この教憲・教規に関して興味深い出来事が起こっている。信仰職制委員会は「伝道所での洗礼式執行について答申」したという。現在の教規では伝道所に役員会は存在しない形になっている。伝道所で受洗を希望した場合、それを承認する役員会がないので執行できない。親教会・関係教会の役員会で承認され、洗礼式を行い、籍も親教会・関係教会に置かなければならないという答申だそうである。教規に忠実に従えば、そのように扱わなければならない。
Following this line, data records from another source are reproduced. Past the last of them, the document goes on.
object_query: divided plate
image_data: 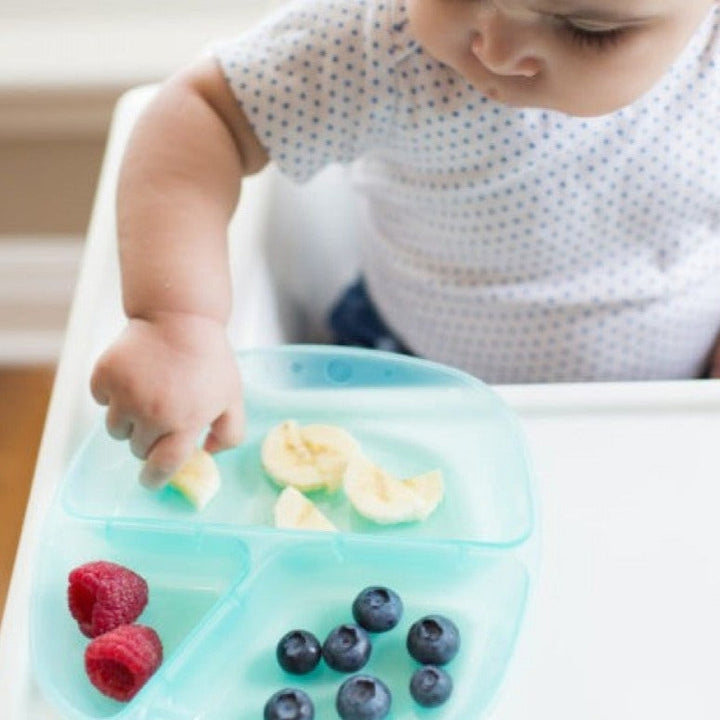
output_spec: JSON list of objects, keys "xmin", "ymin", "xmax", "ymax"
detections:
[{"xmin": 31, "ymin": 345, "xmax": 536, "ymax": 720}]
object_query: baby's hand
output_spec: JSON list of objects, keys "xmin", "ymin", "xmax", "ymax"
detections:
[{"xmin": 91, "ymin": 313, "xmax": 244, "ymax": 488}]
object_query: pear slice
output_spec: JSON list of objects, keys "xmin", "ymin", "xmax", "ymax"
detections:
[
  {"xmin": 343, "ymin": 454, "xmax": 444, "ymax": 524},
  {"xmin": 261, "ymin": 420, "xmax": 360, "ymax": 492},
  {"xmin": 273, "ymin": 486, "xmax": 337, "ymax": 532},
  {"xmin": 168, "ymin": 448, "xmax": 221, "ymax": 510}
]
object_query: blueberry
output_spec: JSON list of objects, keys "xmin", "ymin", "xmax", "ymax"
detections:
[
  {"xmin": 276, "ymin": 630, "xmax": 321, "ymax": 675},
  {"xmin": 263, "ymin": 688, "xmax": 315, "ymax": 720},
  {"xmin": 410, "ymin": 665, "xmax": 452, "ymax": 707},
  {"xmin": 352, "ymin": 586, "xmax": 403, "ymax": 632},
  {"xmin": 322, "ymin": 624, "xmax": 372, "ymax": 672},
  {"xmin": 335, "ymin": 675, "xmax": 392, "ymax": 720},
  {"xmin": 407, "ymin": 615, "xmax": 460, "ymax": 665}
]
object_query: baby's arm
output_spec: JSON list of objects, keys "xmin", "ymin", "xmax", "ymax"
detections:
[{"xmin": 91, "ymin": 54, "xmax": 267, "ymax": 486}]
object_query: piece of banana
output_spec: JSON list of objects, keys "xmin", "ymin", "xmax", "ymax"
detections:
[
  {"xmin": 273, "ymin": 486, "xmax": 337, "ymax": 532},
  {"xmin": 168, "ymin": 448, "xmax": 221, "ymax": 510},
  {"xmin": 343, "ymin": 455, "xmax": 444, "ymax": 525},
  {"xmin": 261, "ymin": 420, "xmax": 360, "ymax": 492}
]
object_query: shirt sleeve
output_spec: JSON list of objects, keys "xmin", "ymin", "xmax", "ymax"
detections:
[{"xmin": 213, "ymin": 0, "xmax": 398, "ymax": 181}]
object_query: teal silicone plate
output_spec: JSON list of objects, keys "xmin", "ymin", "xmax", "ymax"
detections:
[{"xmin": 31, "ymin": 346, "xmax": 535, "ymax": 720}]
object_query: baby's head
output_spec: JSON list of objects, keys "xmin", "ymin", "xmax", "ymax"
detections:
[{"xmin": 408, "ymin": 0, "xmax": 714, "ymax": 116}]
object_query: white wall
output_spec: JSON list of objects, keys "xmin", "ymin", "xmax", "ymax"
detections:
[{"xmin": 0, "ymin": 0, "xmax": 285, "ymax": 364}]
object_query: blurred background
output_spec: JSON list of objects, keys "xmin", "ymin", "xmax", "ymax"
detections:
[{"xmin": 0, "ymin": 0, "xmax": 284, "ymax": 612}]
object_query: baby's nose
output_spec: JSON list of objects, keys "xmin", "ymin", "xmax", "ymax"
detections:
[{"xmin": 470, "ymin": 7, "xmax": 542, "ymax": 78}]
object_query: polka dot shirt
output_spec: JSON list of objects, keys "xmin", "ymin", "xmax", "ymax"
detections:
[{"xmin": 216, "ymin": 0, "xmax": 720, "ymax": 383}]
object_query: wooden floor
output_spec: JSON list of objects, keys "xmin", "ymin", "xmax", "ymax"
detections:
[{"xmin": 0, "ymin": 367, "xmax": 55, "ymax": 615}]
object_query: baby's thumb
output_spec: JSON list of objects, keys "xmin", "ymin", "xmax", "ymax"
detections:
[
  {"xmin": 140, "ymin": 432, "xmax": 197, "ymax": 490},
  {"xmin": 204, "ymin": 406, "xmax": 245, "ymax": 453}
]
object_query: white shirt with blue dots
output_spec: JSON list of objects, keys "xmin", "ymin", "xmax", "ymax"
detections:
[{"xmin": 215, "ymin": 0, "xmax": 720, "ymax": 383}]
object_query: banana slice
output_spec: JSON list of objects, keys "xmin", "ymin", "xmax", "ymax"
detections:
[
  {"xmin": 168, "ymin": 448, "xmax": 220, "ymax": 510},
  {"xmin": 343, "ymin": 455, "xmax": 444, "ymax": 525},
  {"xmin": 273, "ymin": 486, "xmax": 337, "ymax": 532},
  {"xmin": 261, "ymin": 420, "xmax": 360, "ymax": 492}
]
私たちの「洋光台港南台伝道所」時代、多くの洗礼式と入会式を行ってきた。これは教規違反であった。しかも、私たちの伝道所の関係教会は近隣8教会であった。どの教会の役員会に承認を求めればよいのか。笑ってしまった。教規と教会・伝道所の現実が明らかに乖離している。伝道所の役員会設置を一刻も早く条文化しなければならない。

最近の教団執行部は権威主義的な上位下達の窮屈な管理を推し進めているようで、私は違和感を持つ。主イエスの時代、民衆は「神の律法」にがんじがらめに縛られていた。主イエスは神に愛されているあなたはあなたらしく生きよと、自由と解放を福音として表された。